"No dia da estréia do filme, convidamos a muitos dos figurantes de Torre Baró ao cinema Aribau de Barcelona, mas ao voltar a casa, tiveram que entrar com a luz dos móveis porque lhes tinham roubado o tendido elétrico. Estiveram 20 dias sem luz", evoca Marcel Barrena, diretor do 47. "No bairro segue tendo problemas com os autocarros a demanda ou partilhas que não chegam. Há muitas coisas ainda por arranjar", prossegue.
O 47, premiada com oito prêmios Gaudí e cinco Goya, não é só um filme sobre um episódio concreto do passado. Barrena descreve-a como "um jogo de espelhos entre então e agora", um reflexo de problemáticas que seguem vigentes na actualidade.
"O direito à moradia digna é um problema"

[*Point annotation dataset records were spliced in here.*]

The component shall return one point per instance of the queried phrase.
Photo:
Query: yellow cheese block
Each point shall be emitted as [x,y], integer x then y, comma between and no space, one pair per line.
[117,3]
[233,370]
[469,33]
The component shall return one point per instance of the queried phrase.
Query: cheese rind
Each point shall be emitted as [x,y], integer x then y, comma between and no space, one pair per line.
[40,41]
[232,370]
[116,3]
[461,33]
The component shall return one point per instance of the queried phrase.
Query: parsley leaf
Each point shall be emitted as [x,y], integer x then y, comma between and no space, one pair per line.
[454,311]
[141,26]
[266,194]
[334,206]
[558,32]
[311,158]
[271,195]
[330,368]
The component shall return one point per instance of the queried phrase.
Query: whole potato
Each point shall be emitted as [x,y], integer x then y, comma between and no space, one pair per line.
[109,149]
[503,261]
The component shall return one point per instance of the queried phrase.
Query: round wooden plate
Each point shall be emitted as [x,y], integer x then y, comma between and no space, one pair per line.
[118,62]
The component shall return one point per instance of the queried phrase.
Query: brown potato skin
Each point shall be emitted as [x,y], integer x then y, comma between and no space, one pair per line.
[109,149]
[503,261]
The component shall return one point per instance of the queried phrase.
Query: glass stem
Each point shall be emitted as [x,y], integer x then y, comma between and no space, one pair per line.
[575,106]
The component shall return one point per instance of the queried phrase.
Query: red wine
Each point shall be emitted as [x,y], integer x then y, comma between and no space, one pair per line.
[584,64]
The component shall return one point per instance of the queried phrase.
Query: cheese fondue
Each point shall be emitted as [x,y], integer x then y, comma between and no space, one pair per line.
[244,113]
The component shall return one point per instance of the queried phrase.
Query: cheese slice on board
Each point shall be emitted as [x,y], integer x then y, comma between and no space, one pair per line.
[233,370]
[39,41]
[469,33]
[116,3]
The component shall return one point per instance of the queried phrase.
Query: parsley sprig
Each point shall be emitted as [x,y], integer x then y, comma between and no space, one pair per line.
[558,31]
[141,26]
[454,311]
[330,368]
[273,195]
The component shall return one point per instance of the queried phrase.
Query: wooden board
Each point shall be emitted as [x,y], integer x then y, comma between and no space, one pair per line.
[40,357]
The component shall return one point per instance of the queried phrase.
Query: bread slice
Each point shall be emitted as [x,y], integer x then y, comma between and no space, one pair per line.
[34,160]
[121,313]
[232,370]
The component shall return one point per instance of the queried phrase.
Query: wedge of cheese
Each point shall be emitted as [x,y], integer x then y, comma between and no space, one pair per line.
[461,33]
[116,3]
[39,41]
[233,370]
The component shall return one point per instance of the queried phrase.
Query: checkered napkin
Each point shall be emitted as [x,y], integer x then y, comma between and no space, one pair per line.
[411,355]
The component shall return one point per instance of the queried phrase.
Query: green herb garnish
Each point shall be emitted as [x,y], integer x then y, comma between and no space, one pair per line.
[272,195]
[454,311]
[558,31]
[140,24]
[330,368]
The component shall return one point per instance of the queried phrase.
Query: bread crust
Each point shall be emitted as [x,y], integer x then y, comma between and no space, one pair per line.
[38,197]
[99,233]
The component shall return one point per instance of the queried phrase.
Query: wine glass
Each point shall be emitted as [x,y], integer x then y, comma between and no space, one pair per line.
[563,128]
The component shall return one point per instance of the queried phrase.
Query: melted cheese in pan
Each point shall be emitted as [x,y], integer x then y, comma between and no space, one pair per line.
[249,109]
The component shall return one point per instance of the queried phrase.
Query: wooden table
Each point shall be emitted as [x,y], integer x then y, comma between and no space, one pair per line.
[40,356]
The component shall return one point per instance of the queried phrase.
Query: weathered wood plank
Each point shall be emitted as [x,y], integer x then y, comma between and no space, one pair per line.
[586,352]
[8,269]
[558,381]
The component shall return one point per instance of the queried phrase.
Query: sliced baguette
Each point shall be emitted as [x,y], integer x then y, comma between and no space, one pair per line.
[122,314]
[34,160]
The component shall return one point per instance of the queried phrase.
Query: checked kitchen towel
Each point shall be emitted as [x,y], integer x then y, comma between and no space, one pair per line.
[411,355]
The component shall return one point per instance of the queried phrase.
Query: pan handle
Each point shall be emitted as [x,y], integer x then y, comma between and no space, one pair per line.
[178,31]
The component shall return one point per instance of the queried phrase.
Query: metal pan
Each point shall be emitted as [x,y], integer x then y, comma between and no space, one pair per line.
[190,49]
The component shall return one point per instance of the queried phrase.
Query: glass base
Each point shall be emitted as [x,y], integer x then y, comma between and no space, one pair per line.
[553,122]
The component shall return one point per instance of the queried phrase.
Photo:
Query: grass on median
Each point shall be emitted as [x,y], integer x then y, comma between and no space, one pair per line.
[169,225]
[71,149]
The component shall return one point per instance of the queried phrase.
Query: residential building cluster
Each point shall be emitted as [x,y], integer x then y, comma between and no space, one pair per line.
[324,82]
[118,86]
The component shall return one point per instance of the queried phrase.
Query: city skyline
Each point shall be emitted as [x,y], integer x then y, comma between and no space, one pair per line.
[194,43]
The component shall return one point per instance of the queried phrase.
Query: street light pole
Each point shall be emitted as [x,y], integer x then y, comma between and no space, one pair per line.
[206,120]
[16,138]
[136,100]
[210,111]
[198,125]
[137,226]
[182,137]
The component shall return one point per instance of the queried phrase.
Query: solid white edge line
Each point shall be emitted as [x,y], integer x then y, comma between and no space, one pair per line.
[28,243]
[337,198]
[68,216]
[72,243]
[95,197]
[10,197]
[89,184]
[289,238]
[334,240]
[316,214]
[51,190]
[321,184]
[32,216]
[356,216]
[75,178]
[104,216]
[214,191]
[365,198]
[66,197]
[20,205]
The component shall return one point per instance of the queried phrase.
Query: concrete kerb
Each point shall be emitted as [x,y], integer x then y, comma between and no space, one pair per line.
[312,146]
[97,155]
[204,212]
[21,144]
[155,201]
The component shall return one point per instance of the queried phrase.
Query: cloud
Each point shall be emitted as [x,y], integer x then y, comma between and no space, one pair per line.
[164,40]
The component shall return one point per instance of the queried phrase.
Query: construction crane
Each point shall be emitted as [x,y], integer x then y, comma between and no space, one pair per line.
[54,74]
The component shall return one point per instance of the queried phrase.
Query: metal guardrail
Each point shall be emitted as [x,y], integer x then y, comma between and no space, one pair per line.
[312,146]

A história de Manolo Vital, o emigrante extremeño que modificou o percurso de seu autocarro faz justo 47 anos para fazer mais acessível Torre Baró, ressoa com a crise da moradia que afecta a milhares de pessoas em Espanha na actualidade. "É uma história do 78, mas também é uma história do 25", remarca o cineasta a Consumidor Global.
"O direito à moradia digna é um problema enorme em Espanha. A gente não pode emanciparse, muitos casais não podem se separar porque não podem pagar um aluguer", enfatiza Barrena. "Toda esta gente que defende a Constituição acima de todo e não a cumpre é curioso. Ademais, é um filme que trata sobre como recebemos aos que mais o precisam, que são os que são expulsos de sua terra", sublinha.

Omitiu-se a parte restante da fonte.